Die Mannschaft des Tages.
Die Mannschaft des Tages. © MAZ

SG Zühlsdorf – Grün-Weiß Bergfelde 1:3 (1:1). Tore: 0:1 Täuber (30./FE), 1:1 Wellner (37.), 1:2 Zeinert (76.), 1:3 Zeinert (85.). Zuschauer: 65. Dank eines Doppelpacks von Axel Zeinert gewannen die Bergfelder.
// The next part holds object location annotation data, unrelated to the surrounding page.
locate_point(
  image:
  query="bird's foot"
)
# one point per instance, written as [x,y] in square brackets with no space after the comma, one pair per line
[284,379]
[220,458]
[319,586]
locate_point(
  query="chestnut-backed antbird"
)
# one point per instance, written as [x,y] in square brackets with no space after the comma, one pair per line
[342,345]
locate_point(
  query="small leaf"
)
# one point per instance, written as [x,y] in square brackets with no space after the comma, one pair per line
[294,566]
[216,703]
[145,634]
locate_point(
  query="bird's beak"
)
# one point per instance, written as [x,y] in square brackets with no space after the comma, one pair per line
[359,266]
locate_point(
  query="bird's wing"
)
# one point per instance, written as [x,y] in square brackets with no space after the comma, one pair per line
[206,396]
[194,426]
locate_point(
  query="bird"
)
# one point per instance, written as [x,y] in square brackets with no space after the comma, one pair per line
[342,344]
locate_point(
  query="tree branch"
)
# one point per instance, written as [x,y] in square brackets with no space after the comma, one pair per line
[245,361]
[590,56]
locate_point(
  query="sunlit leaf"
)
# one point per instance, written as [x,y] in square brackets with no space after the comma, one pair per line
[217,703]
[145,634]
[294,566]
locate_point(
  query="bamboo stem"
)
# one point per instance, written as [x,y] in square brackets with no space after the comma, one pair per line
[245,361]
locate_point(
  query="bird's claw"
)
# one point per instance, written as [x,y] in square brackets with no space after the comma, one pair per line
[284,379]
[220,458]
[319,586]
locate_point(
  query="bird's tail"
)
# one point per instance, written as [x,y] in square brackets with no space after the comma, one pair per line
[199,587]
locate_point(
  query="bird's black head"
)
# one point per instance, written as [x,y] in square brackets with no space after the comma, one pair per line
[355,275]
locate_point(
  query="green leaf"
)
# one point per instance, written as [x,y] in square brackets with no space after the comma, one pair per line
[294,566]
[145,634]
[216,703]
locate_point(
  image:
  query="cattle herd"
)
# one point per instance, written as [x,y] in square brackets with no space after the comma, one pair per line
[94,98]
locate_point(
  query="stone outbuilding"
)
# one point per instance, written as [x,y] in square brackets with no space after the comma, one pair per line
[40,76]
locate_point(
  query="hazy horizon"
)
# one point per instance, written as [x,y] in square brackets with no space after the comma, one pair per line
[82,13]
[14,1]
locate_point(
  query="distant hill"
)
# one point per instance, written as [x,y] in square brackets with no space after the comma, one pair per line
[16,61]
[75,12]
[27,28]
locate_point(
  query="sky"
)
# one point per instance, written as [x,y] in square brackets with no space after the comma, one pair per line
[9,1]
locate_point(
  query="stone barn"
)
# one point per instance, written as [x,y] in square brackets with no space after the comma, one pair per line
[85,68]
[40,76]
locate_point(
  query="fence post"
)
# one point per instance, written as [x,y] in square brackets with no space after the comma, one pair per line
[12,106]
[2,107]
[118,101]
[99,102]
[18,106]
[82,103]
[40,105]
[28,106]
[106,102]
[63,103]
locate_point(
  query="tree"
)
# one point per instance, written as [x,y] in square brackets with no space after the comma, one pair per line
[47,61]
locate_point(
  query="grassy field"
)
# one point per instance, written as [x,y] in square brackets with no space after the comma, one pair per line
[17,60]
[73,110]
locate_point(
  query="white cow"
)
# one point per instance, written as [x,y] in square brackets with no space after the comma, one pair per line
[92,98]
Die Mannschaft aus Zühlsdorf wartet dagegen als einziges Team der Liga noch auf ein Erfolgserlebnis. „Hinten raus hat uns einfach die Luft gefehlt“, so Zühlsdorf-Trainer Olaf Otte. „Der Gegner hat spielerisch überzeugt.“ Daher verwundert es nicht, dass Bergfelde-Coach Burak Benkli von einem "verdienten Erfolg" sprach.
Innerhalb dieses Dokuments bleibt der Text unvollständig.